Wiraraja menjawab: “Wahai, orang orang Tatar semua, janganlah kamu
kalian tergesa gesa, puteri puteri raja itu sedang sedih, karena telah
cemas melihat tentara tentara pada waktu Tumapel kalah, lebih lebih
ketika Daha kalah, sangat takut melihat segala yang serba tajam. Besok
pagi saja mereka akan diserahkan kepada kamu, ditempatkan kedalam kotak,
diusung, dihias dengan kain kain, dihantarkan ke perahumu, sebabnya
mereka ditempatkan didalam peti itu, karena mereka segan melihat barang
barang yang tajam, dan yang menerimanya puteri puteri bangsawan itu,
hendaknyalah jangan orang Tatar yang jelek, tetapi orang orang yang
bagus jangan membawa teman, karena janji puteri puteri bangsawan itu,
kalau sampai terjadi melihat yang serba tajam, meskipun sudah tiba
diatas perahu, mereka akan terjun kedalam air, bukankah akan sia sia
saja, bahwasanya kalian telah mempertaruhkan jiwa itu, jika puteri
puteri bangsawan ini sampai terjadi terjun kedalam air.”
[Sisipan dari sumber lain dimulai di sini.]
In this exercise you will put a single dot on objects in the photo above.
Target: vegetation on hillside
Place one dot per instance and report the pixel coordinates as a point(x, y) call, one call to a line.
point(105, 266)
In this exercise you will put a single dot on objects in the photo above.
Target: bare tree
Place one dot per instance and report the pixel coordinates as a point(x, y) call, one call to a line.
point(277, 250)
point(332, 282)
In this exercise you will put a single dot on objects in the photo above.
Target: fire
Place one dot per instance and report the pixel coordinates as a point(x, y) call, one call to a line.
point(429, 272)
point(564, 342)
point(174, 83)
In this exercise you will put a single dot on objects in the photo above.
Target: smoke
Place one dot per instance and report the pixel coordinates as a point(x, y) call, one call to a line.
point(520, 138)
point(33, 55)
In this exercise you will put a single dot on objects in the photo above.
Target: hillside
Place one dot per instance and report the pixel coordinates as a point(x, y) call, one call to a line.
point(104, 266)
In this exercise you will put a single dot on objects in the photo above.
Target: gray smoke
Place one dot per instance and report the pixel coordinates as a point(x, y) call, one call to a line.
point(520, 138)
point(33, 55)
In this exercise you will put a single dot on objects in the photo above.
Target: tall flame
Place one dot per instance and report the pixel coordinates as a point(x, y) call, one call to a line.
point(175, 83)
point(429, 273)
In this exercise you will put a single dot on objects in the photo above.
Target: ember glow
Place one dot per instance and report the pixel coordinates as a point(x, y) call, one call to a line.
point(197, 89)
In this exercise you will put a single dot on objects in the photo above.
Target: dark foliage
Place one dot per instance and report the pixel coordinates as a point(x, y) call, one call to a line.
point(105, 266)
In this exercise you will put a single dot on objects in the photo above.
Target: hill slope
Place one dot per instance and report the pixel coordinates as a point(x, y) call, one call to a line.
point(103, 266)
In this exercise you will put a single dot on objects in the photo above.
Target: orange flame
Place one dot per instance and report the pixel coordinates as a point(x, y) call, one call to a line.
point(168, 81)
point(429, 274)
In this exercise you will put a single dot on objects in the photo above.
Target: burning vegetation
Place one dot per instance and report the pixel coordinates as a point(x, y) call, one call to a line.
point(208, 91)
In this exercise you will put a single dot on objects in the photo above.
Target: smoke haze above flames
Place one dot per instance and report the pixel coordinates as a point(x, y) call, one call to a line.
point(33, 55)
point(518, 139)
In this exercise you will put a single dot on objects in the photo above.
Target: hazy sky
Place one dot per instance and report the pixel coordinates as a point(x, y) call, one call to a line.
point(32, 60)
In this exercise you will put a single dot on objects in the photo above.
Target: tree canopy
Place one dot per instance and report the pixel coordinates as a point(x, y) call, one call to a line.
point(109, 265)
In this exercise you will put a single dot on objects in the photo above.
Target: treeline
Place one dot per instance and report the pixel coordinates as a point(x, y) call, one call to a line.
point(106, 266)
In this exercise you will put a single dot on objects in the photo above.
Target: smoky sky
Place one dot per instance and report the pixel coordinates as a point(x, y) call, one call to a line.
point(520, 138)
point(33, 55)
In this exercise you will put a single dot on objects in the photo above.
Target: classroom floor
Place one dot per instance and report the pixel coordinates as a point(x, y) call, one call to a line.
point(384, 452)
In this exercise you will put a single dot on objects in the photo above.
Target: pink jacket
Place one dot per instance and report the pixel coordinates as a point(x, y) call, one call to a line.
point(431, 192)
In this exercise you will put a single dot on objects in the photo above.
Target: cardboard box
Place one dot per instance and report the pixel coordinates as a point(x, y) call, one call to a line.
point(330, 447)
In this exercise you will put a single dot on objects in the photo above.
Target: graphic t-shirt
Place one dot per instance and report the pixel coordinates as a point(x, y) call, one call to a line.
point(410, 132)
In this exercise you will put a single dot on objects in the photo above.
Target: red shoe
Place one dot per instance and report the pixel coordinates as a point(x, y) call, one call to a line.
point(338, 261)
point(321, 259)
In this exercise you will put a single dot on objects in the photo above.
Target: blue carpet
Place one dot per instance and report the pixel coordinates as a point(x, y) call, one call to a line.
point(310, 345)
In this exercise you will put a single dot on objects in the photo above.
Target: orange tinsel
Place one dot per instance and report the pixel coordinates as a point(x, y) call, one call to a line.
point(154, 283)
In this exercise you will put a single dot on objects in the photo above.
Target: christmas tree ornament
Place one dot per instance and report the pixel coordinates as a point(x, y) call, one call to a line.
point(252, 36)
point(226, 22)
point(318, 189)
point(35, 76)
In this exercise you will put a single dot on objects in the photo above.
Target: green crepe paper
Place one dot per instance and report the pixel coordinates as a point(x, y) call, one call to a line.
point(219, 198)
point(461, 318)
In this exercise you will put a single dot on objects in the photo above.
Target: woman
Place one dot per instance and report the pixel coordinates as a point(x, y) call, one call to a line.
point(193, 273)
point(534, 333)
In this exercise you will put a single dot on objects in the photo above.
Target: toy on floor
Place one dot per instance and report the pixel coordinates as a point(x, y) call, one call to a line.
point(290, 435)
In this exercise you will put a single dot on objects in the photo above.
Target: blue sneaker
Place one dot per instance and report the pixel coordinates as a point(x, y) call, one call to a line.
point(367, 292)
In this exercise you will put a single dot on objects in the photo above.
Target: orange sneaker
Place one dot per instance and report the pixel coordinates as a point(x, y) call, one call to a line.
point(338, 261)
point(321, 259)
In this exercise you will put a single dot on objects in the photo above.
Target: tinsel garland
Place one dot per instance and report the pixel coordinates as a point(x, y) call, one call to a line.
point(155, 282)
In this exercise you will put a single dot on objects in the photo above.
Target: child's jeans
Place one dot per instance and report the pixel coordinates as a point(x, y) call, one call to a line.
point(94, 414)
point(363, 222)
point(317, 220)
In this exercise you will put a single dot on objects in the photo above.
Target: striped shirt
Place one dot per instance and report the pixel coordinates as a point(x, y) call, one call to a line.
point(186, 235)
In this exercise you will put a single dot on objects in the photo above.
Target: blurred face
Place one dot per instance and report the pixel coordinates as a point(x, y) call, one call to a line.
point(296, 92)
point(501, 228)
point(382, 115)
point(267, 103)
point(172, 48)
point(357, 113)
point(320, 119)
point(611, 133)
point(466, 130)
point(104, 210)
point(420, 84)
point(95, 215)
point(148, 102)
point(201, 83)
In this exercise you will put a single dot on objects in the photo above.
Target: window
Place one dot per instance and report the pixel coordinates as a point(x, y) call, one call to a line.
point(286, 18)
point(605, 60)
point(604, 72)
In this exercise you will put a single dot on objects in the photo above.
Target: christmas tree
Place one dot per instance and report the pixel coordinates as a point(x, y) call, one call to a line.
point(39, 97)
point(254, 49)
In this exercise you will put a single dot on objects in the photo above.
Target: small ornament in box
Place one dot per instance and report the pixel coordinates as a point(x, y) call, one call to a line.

Percayalah orang orang Tatar, ditipu itu. Kata seorang Tatar: “Sangat betul perkataan tuan.”
Sesudah datang saat perjanjian menyerahkan puteri puteri bangsawan itu,
orang orang Tatar datang berbondong bondong meminta puteri puteri
bangsawan, semua tak ada yang membawa senjata tajam.
Setelah mereka masuk kedalam pintu Bayangkara, orang orang Tatar itu
ditutupi pintu, dikunci dari luar dan dari dalam, Sora telah menyisipkan
keris pada pahanya.
Sekonyong konyong orang orang Tatar diamuk oleh Sora, habis, mati semua.
Ranggalawe mengamuk kepada mereka yang berada di luar balai tempat orang
menghadap, dikejar sampai ketempat kemana saja mereka lari, kemuara
Canggu, diikuti dan dibunuh.
Kira kira sepuluh hari kemudian, mereka yang pergi berperang, datang
dari Malayu, mendapat dua orang puteri, yang seorang dikawin oleh Raden
Wijaya, yalah yang bernama Raden Dara Pethak, adapun yang tua bernama
Dara Jingga, kawin dengan seorang Dewa, melahirkan seorang anak laki
laki menjadi raja di Malayu, bernama Tuhan Janaka, nama nobatannya: Sri
Warmadewa alias Raja Mantrolot.
Peristiwa Malayu dan Tumapel itu bersamaan waktunya pada tahun Saka: Pendeta Sembilan Bersamadi atau 1197.
Raja Katong naik diatas tahta kerajaan di Daha pada tahun Saka: Ular Muka Dara Tunggal atau 1198.
Setelah Raka Katong datang di Junggaluh ia mengarang kidung: Wukir Polaman, selesai mengarang kidung ia wafat.